Delighted to be screening an extract from my 2021 Hackney Wick video at this great programme at the brilliant Close-Up cinema, curated by Contact.
Programme details from the Close-Up website below:
Films that cover several regions of London, including the outer edges of Hackney, the centre of the city and Brixton.
Hackney Wick: The Changing Face of London
John Rogers, 2021, 12 min (extract)
Hackney Wick: The Changing Face of London represents one of John Rogers’ ‘London walks’, which he publishes on his YouTube channel. It looks at the changes in Hackney Wick since the video he last made there in October 2016. The tour of Hackney Wick starts at the edge of the Olympic Park, on the site of the former Hackney Stadium, and explores the legacy of the area.
Memo Mori
Emily Richardson, 2009, 23 min
A journey through Hackney tracing loss and disappearance assembled from fragments of footage shot over three years (2006–2009). Each section of the film observes something that has been, or is about to be, erased from the landscape. A seismic shift in the topography of East London takes in a canoe trip along canals, allotments in Hackney Wick, a magical bus tour through the Olympic Park and a Hell’s Angel funeral. Richardson’s observational images are woven together with Iain Sinclair’s response to her images and excerpts from his book Hackney, That Red Rose Empire.

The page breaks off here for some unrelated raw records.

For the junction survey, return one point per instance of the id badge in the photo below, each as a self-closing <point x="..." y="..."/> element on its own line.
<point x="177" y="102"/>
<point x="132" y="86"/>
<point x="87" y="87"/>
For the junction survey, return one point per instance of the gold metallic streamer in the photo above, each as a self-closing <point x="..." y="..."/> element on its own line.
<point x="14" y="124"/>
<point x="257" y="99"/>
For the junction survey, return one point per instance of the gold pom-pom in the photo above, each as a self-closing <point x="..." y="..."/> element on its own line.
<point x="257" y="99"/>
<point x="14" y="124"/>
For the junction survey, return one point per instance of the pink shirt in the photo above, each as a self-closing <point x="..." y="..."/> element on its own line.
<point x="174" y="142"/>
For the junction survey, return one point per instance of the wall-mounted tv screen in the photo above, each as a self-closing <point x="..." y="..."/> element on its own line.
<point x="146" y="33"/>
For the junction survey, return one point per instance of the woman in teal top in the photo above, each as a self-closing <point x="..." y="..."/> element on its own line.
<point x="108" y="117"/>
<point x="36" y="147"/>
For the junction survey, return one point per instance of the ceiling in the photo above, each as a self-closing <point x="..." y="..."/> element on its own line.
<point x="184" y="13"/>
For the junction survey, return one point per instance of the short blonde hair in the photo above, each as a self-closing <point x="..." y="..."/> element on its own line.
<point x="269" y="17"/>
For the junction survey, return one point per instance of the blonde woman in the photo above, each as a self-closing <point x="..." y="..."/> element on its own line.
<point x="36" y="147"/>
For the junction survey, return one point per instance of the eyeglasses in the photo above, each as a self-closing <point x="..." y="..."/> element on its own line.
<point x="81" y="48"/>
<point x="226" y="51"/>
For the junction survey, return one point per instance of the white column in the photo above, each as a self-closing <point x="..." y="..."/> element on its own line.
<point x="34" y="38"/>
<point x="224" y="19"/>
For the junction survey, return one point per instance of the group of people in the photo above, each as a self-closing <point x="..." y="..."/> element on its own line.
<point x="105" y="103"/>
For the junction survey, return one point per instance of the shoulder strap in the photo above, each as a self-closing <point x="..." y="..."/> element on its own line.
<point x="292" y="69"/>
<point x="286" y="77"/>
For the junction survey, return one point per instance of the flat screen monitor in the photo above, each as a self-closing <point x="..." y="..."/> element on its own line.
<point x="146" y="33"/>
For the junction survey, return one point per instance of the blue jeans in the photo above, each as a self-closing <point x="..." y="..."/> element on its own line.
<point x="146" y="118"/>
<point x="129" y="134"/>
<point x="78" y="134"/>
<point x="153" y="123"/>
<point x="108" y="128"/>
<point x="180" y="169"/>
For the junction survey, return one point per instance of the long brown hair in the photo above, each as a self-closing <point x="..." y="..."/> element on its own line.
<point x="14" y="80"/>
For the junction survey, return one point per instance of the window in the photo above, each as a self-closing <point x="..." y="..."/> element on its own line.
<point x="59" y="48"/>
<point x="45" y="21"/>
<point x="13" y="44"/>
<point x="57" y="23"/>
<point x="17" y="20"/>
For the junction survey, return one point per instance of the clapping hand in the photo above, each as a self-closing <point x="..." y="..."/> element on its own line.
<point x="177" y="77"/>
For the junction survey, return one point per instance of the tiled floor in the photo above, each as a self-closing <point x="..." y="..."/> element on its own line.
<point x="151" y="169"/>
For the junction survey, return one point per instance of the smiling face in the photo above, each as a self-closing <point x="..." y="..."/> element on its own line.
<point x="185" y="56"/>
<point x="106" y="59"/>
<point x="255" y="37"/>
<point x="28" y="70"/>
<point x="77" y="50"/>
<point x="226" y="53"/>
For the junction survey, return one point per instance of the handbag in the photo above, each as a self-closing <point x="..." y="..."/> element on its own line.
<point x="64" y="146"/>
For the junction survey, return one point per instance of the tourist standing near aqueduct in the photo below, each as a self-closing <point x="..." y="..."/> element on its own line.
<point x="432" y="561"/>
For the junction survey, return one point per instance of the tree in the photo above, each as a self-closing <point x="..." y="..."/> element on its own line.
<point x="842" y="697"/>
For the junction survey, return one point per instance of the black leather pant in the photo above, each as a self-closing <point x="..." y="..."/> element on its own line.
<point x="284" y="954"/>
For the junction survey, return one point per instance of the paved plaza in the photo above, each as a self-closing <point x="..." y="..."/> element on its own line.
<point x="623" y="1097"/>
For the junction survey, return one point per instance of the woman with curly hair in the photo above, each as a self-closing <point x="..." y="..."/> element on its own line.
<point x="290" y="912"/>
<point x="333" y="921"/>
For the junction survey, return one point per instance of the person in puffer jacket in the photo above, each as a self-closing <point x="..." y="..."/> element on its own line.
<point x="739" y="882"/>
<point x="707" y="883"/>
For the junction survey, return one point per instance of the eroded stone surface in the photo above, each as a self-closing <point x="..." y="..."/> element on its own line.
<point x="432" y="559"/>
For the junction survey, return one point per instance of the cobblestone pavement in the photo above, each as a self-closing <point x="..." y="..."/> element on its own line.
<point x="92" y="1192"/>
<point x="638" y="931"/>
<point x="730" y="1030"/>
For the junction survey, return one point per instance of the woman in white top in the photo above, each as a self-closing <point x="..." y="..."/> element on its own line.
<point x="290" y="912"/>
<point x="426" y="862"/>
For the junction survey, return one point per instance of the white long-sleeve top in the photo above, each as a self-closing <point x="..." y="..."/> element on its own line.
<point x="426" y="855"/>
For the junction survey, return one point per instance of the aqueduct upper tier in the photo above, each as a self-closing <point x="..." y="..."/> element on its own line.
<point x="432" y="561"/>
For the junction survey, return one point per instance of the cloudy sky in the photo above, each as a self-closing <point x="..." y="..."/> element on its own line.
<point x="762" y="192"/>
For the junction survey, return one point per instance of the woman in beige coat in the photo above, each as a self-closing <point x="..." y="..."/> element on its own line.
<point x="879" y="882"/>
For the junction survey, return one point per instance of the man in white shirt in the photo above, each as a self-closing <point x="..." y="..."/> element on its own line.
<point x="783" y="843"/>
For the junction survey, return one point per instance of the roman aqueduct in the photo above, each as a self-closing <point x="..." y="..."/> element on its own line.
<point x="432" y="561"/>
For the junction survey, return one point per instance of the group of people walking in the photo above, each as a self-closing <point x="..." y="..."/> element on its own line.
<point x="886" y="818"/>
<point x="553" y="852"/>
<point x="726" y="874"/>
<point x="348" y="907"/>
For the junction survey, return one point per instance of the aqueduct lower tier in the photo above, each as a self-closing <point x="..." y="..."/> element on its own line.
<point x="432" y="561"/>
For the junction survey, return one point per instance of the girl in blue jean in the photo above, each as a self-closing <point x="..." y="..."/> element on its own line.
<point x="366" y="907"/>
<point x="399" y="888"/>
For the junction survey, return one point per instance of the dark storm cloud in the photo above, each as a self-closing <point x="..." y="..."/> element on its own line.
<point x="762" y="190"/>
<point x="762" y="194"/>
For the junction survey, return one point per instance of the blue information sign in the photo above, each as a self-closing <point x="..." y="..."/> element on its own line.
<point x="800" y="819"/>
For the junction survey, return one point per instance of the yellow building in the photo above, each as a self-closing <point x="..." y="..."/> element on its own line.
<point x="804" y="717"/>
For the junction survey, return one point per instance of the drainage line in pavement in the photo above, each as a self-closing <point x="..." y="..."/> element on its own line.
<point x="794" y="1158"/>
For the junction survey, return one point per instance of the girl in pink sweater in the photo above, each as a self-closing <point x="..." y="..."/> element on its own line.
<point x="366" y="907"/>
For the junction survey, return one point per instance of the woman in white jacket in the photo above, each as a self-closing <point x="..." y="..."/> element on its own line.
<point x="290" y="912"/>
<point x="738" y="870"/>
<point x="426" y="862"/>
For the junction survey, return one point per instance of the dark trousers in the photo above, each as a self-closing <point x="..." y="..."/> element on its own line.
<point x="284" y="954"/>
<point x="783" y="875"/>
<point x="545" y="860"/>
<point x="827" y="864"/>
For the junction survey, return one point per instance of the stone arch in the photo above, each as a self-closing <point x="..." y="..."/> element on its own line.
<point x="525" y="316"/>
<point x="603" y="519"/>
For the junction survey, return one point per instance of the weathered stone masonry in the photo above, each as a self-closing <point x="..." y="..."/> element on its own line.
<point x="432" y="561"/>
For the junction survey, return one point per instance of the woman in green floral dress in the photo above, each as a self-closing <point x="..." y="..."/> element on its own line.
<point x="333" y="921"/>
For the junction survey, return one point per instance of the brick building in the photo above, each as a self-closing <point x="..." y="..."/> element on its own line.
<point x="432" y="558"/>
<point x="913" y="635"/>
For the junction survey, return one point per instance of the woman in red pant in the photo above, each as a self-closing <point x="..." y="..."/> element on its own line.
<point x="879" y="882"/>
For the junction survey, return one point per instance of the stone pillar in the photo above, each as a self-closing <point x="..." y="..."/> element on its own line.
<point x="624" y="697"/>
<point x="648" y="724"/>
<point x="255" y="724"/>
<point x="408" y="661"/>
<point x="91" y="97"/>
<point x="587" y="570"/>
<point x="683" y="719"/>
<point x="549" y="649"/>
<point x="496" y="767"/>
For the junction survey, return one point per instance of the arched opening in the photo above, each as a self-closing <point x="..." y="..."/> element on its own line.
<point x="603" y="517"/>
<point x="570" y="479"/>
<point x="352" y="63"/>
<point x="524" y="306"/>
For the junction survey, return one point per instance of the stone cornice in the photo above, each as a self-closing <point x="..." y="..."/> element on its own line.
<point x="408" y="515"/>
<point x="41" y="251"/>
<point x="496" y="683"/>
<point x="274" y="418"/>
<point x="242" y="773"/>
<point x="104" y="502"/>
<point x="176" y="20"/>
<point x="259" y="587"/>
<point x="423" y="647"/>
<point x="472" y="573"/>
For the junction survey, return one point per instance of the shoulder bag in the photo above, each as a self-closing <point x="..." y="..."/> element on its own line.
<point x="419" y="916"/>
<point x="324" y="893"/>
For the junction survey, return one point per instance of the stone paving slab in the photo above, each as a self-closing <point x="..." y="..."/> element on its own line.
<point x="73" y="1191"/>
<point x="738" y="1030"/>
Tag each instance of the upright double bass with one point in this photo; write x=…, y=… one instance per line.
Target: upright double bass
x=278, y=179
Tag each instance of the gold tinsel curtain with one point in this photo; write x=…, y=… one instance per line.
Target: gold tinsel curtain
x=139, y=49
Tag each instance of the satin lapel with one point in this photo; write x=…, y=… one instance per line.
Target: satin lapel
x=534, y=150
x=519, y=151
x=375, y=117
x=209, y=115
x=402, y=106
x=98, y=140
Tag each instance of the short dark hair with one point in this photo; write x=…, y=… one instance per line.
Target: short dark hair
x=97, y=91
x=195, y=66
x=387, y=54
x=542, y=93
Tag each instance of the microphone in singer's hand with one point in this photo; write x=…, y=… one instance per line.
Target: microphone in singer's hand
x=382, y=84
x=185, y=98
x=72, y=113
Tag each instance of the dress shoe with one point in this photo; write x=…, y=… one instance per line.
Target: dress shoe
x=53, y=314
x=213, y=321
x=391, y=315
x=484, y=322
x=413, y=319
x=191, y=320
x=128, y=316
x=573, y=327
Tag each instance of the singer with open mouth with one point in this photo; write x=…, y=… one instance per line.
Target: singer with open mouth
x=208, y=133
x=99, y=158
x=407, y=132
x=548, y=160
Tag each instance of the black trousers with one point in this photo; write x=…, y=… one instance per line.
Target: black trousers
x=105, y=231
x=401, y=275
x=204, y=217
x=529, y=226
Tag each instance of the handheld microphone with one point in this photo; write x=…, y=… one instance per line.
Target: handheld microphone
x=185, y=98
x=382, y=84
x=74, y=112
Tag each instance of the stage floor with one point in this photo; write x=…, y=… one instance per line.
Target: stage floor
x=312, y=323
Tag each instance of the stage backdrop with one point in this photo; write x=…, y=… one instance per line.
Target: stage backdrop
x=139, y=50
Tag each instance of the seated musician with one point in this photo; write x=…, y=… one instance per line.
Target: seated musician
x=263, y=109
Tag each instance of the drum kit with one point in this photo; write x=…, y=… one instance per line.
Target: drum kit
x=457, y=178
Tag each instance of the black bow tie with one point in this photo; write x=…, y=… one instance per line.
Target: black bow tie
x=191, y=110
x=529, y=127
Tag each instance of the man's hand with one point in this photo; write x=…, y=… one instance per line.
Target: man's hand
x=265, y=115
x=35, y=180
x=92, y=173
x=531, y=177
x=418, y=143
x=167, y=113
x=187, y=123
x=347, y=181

Yesterday the Revolution Began
Andrew Vallance, 2024, 1 min
Planned and casual, personal and collective, moments mark time’s flow. For most people in London, the 13th of December 1995 started out like any other day of the week. Yesterday the Revolution Began recalls several instances from the date that marked the start of one of the Brixton riots.
City
William English, 2018, 19 min
City is principally filmed from a 14th floor flat, in bursts of single film frames. Looking down on busy crane operators, roadworks, underground excavations and tree-surgeons, the footage spans markedly different seasons, and was shot across a period of nearly twenty years (between 1986 and 2015). The second half of the film shifts to abstracted footage in negative and includes darting arcs of light that make for a purely optical ‘city film’.
Night-line
Andrew Vallance, 2024, 9 min
After dark, London takes on a different form, when work, leisure and other activities diverge from daylight expectations. Here, new sensibilities emerge and time and space, sight and sound, are recalibrated. Night-line pursues the nocturnal city, from dusk to the early morning, locating a place that envelops and haunts you.
William English, Emily Richardson and Andrew Vallance will be in conversation after the screening.